New year… New decade… New energy for a lot of people. Maybe you’re not so lucky, but regardless of where you find yourself on the spectrum of health, wellness and your general outlook on life right now, I want to talk about taking what’s new and making it old. As in routine. Habit.
From McAnally HB and Darnall BD, The Pragmatism of Habit in Preoperative Optimization (2019)

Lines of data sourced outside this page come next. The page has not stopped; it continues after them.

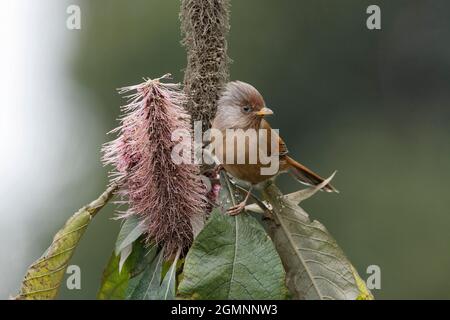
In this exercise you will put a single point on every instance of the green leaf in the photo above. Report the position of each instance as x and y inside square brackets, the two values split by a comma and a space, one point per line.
[149, 284]
[316, 267]
[167, 290]
[44, 276]
[232, 258]
[116, 284]
[131, 230]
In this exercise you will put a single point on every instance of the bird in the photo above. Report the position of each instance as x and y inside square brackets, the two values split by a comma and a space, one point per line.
[241, 106]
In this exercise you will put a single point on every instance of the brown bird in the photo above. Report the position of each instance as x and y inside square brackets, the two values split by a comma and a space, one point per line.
[241, 106]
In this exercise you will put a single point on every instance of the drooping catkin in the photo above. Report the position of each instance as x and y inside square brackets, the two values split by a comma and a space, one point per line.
[164, 195]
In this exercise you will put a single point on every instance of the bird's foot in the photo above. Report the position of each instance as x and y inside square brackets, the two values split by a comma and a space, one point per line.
[237, 209]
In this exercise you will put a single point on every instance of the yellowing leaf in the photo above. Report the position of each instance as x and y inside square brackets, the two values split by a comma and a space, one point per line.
[44, 276]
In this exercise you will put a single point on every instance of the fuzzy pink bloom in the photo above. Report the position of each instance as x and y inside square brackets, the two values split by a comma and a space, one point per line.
[164, 195]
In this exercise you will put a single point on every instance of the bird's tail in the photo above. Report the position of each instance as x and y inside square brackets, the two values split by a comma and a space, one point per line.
[306, 176]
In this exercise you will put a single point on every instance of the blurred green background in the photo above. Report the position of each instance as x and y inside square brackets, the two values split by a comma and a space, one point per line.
[373, 105]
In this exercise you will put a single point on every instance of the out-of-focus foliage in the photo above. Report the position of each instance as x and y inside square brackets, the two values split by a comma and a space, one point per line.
[44, 276]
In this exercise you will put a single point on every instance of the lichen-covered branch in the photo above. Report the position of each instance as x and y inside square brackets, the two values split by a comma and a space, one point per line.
[205, 25]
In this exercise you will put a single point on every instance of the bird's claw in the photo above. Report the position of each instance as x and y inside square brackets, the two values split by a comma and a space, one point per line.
[235, 210]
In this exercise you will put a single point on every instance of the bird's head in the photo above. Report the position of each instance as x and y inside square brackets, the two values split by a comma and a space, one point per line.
[240, 106]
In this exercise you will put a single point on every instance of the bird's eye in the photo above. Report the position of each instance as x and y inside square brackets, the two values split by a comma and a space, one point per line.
[246, 109]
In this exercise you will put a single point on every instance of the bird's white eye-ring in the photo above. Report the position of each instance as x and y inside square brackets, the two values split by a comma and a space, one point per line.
[246, 109]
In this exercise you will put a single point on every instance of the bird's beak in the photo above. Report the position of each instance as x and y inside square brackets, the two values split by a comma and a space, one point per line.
[264, 112]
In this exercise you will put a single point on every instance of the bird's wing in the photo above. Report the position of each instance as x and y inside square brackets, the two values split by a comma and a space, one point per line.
[282, 148]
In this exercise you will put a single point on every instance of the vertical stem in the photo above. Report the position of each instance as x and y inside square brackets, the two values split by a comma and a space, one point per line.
[205, 26]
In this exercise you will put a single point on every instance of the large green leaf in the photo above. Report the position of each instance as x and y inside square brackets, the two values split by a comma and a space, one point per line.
[131, 230]
[316, 267]
[232, 258]
[44, 277]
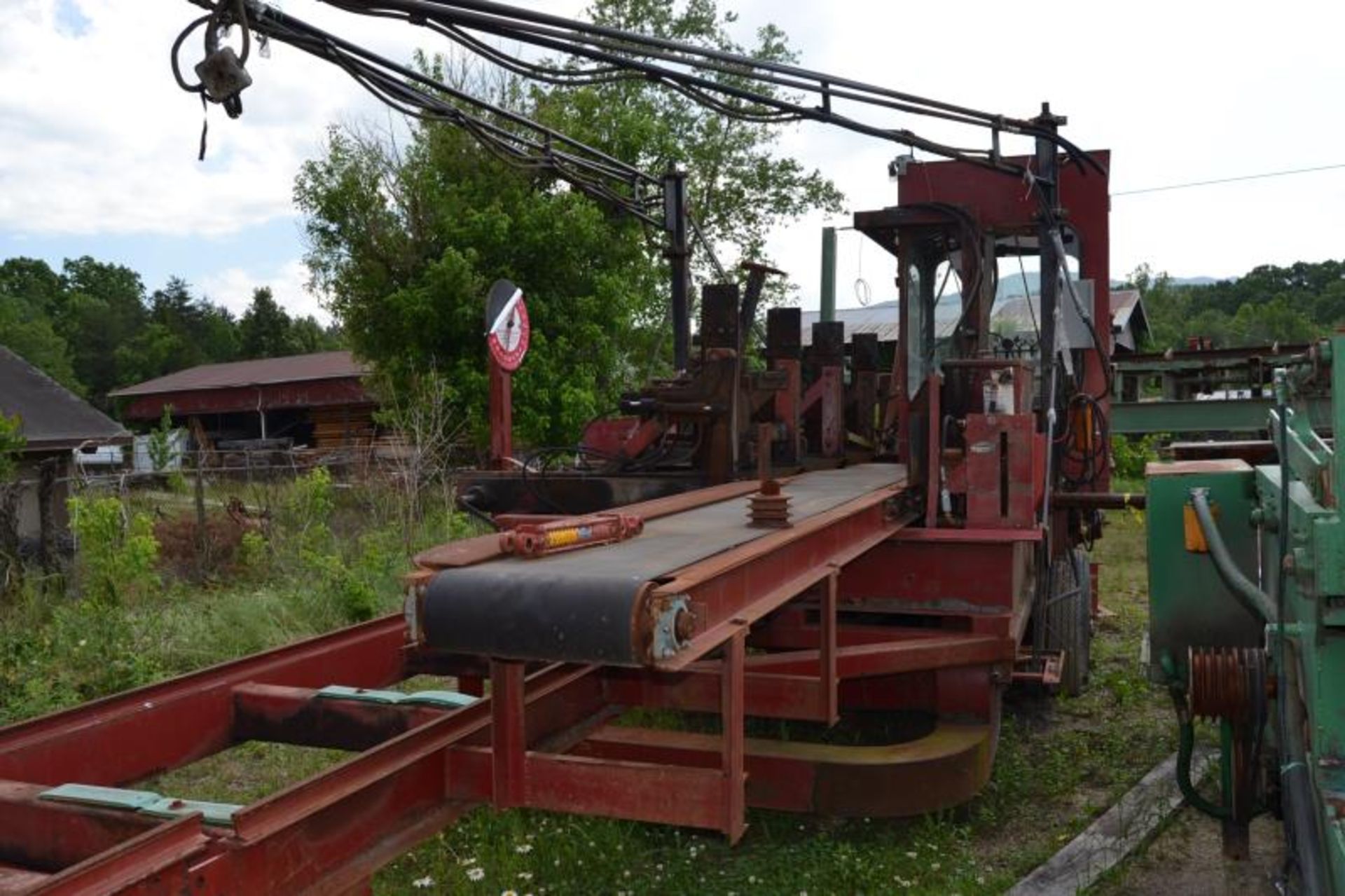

By permission of Oxford University Press
We humans are funny creatures with a very short attention span generally. More important than attention span though, I think we all know how quickly we run out of steam when it comes to keeping our New Year’s resolutions. Let alone the things we know we should do, but don’t even have the motivation to make a resolution about!
I don’t mean to knock motivation. It’s really important. And thank God for the paid Energizer Bunnies out there who inspire us to change our ways for the better, whether in terms of what we are putting in our mouths, or spending our free time, or more important than all that, how we are conducting ourselves toward other human beings, and toward our Creator.
Those goosebumps and new workout gear rarely make it to Tax Day though as I can attest to personally. How do we really overcome our bad habits, and replace them with good ones? The question actually answers itself. We really only change through habit-forming. For better or for worse. It may seem like common sense, but scientists have to validate everything, and to cite one of the largest recent systematic reviews (a form of research that analyzes previous research with rigorous statistical methods) of over 100 previous investigations: “The most sustainable mechanism for maintenance is to develop automaticity for the newly adopted behaviour” [Kwasnicka, et al, Health Psychol Rev. 2016; 10:277-96].
There’s a lot of good science out there now looking into this whole issue of habit and routine. A lot of it comes from the world of psychology of course, but new discoveries from the world of neurobiology increasingly corroborate that:
a) Without formation of habit [which seems to take a little over two months in most cases] real sustained change is pretty rare.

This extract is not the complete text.